How does Meraki work?

Meraki is evidently some sort of combined wireless router and ad-supported public wifi provider. The website doesn’t explain how it works very well, though. From what I can gather, it seems that in the standard/normal one-device residential deployment, you plug a Meraki device into your cable modem, and it provides wireless access to the internet. The difference between this a regular wireless router is that it offers two sorts of connections: (a) a WPA password protected connection that works pretty much exactly the same as a wireless router; and (b) a public (throttled) connection, open to anyone, that delivers ads. (You can disable (b).)

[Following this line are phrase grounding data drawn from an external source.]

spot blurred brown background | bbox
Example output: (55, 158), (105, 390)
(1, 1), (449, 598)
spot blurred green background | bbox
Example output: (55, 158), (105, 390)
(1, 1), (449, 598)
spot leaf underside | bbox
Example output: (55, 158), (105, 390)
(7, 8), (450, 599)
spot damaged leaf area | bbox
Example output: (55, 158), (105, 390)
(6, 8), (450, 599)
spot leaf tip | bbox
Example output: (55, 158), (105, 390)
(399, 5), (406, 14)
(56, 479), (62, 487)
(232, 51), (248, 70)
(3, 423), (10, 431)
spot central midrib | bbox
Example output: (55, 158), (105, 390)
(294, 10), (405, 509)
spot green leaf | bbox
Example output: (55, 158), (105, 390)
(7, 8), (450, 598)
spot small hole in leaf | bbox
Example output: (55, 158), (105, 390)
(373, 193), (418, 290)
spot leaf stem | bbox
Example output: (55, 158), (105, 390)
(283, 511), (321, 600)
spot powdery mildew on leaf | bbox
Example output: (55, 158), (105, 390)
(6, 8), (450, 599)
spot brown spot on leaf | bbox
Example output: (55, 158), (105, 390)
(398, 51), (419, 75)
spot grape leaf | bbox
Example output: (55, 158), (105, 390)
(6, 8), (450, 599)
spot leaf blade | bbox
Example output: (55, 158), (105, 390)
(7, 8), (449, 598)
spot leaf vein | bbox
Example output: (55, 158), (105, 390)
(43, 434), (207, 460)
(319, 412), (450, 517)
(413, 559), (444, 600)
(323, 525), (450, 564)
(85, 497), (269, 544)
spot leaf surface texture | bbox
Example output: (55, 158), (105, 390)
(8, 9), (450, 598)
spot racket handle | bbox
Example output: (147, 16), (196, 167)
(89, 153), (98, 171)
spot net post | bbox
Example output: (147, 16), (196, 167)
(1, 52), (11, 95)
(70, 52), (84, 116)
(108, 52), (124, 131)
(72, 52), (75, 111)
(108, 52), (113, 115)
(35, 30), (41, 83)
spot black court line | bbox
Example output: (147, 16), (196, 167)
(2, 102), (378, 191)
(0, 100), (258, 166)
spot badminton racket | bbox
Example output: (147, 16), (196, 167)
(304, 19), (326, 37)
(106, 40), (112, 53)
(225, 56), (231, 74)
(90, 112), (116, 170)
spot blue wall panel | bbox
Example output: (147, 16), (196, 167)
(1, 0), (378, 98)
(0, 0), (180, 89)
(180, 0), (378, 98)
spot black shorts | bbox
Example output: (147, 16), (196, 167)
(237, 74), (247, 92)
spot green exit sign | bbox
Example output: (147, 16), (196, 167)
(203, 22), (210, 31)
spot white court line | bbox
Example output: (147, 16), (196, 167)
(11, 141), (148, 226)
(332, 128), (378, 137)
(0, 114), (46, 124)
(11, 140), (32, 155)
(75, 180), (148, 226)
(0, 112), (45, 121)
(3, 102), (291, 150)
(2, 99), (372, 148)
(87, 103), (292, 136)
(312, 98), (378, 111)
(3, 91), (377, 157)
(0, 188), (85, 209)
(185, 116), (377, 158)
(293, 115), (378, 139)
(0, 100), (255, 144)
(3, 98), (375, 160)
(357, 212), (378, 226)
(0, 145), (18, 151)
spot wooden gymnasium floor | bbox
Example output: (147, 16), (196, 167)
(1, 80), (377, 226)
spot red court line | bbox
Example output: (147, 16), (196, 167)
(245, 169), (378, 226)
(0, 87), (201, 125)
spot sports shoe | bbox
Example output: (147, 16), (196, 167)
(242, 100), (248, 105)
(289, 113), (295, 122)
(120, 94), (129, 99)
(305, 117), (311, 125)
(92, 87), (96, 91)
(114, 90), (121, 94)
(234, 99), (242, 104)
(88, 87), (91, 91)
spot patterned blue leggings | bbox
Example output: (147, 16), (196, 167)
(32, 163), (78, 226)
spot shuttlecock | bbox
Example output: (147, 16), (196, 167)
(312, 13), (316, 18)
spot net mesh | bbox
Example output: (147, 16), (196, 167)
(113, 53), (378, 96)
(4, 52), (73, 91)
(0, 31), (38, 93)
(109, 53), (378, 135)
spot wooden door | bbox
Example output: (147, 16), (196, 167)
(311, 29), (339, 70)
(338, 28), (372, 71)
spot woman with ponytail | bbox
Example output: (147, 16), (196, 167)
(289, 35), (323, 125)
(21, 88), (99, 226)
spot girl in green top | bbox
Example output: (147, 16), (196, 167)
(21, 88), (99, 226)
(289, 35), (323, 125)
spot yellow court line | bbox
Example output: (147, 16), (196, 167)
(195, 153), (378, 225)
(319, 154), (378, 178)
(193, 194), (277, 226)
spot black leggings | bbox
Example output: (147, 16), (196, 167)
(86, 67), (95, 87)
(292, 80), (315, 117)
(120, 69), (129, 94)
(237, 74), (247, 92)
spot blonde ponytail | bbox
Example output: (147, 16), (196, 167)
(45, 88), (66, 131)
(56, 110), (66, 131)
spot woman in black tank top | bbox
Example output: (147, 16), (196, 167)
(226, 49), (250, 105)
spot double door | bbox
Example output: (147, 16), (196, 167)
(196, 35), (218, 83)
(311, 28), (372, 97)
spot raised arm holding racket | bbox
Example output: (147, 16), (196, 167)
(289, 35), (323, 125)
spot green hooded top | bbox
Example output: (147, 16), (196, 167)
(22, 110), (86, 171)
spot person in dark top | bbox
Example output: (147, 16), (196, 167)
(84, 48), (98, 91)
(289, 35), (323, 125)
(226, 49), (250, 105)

Another significant difference is that instead of configuring it via connecting to a webserver built into the device itself, you use an admin area on meraki.com. So, by design, it “phones home”. I can’t figure out how often it connects, or what information it sends and receives. (It must be getting the ads from meraki.com.)

It looks like the ads are served by rewriting HTML–is this correct? And if so, are all other ports untouched? Do https pages work?

The Meraki also supports some wifi mesh system, whereby you can essentially connect a whole bunch of Meraki devices to power and the internet (at least one needs an internet connection), and it will create one big wifi network and figure out how to route traffic from one device to another and finally out onto the internet. But I’m not so interested in this bit.

uPNP isn’t supported and port forwarding is difficult (maybe impossible on the smallest Meraki).

The Meraki business model seems to be somewhat similar to that of fon–how do they compare?